Finger Tapping Test (Reitan and Wolfson, 1985): a measure of motor speed. The outcome measure was the average number of total presses across the 10 trials per hand for the right and left hand (FTAP).

Benton Judgment of Lines Orientation Test (JOLO) (Benton et al, 1983): a measure of visuospatial abilities. The outcome measure was the total number of correct items (30 trials).

Previous studies report sex differences in favor of males on these tests: FTAP (Ruff and Parker, 1993; Chavez et al, 1983; Morrison et al, 1979; Shimoyama et al, 1990) and JOLO (Rahman and Wilson, 2003; Riva and Benton, 1993).

Psychometrics

Internal consistency using Cronbach's α was computed for the overall sample at baseline for the four ‘female’ tests (CVLT composite, DSYM, GPEG, COWAT) and for the two ‘male’ tests (Finger Tapping, JOLO) and yielded estimates of 0.64 and 0.51, respectively. For the overall sample, test–retest reliabilities for ‘female’ and ‘male’ tests were 0.82, and 0.80, respectively. There were no group differences on internal or test–retest reliability on ‘female’ or ‘male’ tests at baseline or following treatment.

Data Analyses

Less than 1% of the data was missing. Missing values were imputed using the SPSS missing value analysis regression technique with random residuals. Predictors used to estimate missing values for individual test scores included neuropsychological test scores at baseline and at follow-up (continuous predictors), sex, group, and race. Cognitive test scores were transformed into standardized z-scores using data obtained from the healthy group (males and females combined) at baseline testing. The resulting z-scores were first averaged into within-test composite scores. For example, the CVLT composite was calculated by averaging the z-score for total words recalled across the five trials, short-delay free recall, and long-delay free recall. Next, these within-test composite scores were averaged with z-scores from other sexually dimorphic tests to create two separate composites representing ‘female’ and ‘male’ advantaged cognitive abilities.

Primary analyses

A multi-factor ANOVA was used to test the primary hypotheses. The grouping variables were Sex (men, women) and Group (healthy, patients), and the within-subject variables were Time (baseline, 5 weeks) and Test (‘female’, ‘male’). Of particular interest for all hypotheses was the four-way Group × Sex × Time × Test interaction followed by specific simple interactions to test specific hypotheses. For example, the follow-up test of the three-way Group × Sex × Test interaction at baseline tested the hypothesis that sex differences would be greater in controls at baseline compared with patients. All follow-up tests were computed using the appropriate error term from the primary mixed factors analysis.

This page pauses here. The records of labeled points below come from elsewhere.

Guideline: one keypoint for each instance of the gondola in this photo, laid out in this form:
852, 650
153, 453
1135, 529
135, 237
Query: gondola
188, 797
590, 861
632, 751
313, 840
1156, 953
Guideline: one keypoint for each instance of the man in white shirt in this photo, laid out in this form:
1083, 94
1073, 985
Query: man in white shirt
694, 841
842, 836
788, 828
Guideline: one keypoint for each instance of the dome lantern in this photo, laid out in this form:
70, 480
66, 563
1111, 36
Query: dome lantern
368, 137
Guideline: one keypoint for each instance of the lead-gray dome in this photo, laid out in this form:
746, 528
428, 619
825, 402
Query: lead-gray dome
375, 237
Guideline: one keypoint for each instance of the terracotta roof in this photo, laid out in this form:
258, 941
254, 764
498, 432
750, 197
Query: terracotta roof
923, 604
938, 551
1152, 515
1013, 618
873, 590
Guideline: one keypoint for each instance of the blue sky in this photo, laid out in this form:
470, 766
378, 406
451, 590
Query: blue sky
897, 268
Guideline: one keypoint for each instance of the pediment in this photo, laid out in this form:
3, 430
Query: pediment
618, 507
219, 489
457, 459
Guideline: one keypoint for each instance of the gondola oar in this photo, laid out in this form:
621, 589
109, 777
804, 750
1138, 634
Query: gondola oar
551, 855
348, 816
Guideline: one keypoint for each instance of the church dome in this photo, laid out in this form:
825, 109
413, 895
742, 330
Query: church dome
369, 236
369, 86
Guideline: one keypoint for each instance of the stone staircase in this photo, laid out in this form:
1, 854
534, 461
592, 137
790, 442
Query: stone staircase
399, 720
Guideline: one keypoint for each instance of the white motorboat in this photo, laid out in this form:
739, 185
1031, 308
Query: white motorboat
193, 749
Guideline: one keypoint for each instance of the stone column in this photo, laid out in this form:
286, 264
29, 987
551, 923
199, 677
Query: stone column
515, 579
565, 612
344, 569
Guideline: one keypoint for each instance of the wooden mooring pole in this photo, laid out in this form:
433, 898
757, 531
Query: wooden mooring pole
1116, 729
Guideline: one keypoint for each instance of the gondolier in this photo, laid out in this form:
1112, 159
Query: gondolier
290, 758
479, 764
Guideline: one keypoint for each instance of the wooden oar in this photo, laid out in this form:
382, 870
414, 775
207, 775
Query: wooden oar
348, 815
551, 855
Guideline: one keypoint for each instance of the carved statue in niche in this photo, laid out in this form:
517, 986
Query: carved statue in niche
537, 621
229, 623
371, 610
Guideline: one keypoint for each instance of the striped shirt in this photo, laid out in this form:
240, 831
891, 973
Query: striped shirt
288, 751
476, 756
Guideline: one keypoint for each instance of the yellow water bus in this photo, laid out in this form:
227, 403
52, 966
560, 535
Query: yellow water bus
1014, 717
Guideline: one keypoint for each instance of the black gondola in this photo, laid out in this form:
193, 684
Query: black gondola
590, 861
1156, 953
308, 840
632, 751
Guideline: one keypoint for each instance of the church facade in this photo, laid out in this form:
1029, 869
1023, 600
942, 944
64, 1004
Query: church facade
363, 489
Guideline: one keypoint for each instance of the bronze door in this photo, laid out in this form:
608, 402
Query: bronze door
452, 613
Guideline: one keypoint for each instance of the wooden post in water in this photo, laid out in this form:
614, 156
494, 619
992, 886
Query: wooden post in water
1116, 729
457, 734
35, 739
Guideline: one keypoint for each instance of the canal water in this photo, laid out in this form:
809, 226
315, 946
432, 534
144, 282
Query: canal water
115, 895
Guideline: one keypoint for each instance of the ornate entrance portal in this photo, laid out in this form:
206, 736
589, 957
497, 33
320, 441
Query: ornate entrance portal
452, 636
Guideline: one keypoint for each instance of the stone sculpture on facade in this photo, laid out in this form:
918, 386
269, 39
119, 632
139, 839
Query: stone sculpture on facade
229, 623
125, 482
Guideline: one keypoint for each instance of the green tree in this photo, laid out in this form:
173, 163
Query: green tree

Greenhouse-Geisser corrected p-values were used to control for family-wise error.

RESULTS

Table 2 shows mean z-scores (with standard error) for each neuropsychological measure and the ‘female’ and ‘male’ overall composite scores for the two groups at the two test sessions. Healthy subjects performed better than patients across all domains, F(1, 105)=39.04, p<0.001. The Sex × Test interaction was also significant, validating the designation of the various tests as ‘female’ or ‘male,’ F(1, 105)=21.07, p<0.001. Figure 1 shows the change in cognitive performance for male and female patients and healthy subjects on ‘female’ (a) and ‘male’ (b) tests from baseline to post-test. The test of the primary hypotheses—the four-way Group × Sex × Time × Test interaction—was significant, F(1, 105)=4.75, p=0.04. This indicated that the magnitude of change in performance after treatment depended on the combined influence of treatment, sex, and whether tests favor men or women in the general population (and in this sample). The Sex × Test × Time interaction was significant for patients, but not for healthy subjects, F(1, 105)=6.10, p<0.05, and F(1, 105)=0.34, NS, respectively, indicating that the significant change over time in test performance of men and women on ‘male’ and ‘female’ tests was restricted to the patient group. Restricting a follow-up analysis to patients of each sex, the Test × Time interaction was significant for female patients, but not male patients, F(1, 105)=11.60, p<0.05, and F(1, 105)=0.6, NS. As expected, female patients showed significant improvement on the ‘female’ tests and significant decline in performance on the ‘male’ tests, F(1, 105)=5.32, p<0.05, and F(1, 105)=6.30, p<0.05, respectively. Overall these results indicate that female patients showed a specific and differential improvement on ‘female’ tests and decline on ‘male’ tests following treatment, whereas male patients did not show a change in test performance on ‘male’ or ‘female’ tests after treatment. As predicted, the magnitude of the change in performance in female patients on ‘female’ tests (0.31 SD) was greater than the magnitude of improvement in male patients on cognitive tests that favor males (0.06 SD) or that favor females (0.05 SD).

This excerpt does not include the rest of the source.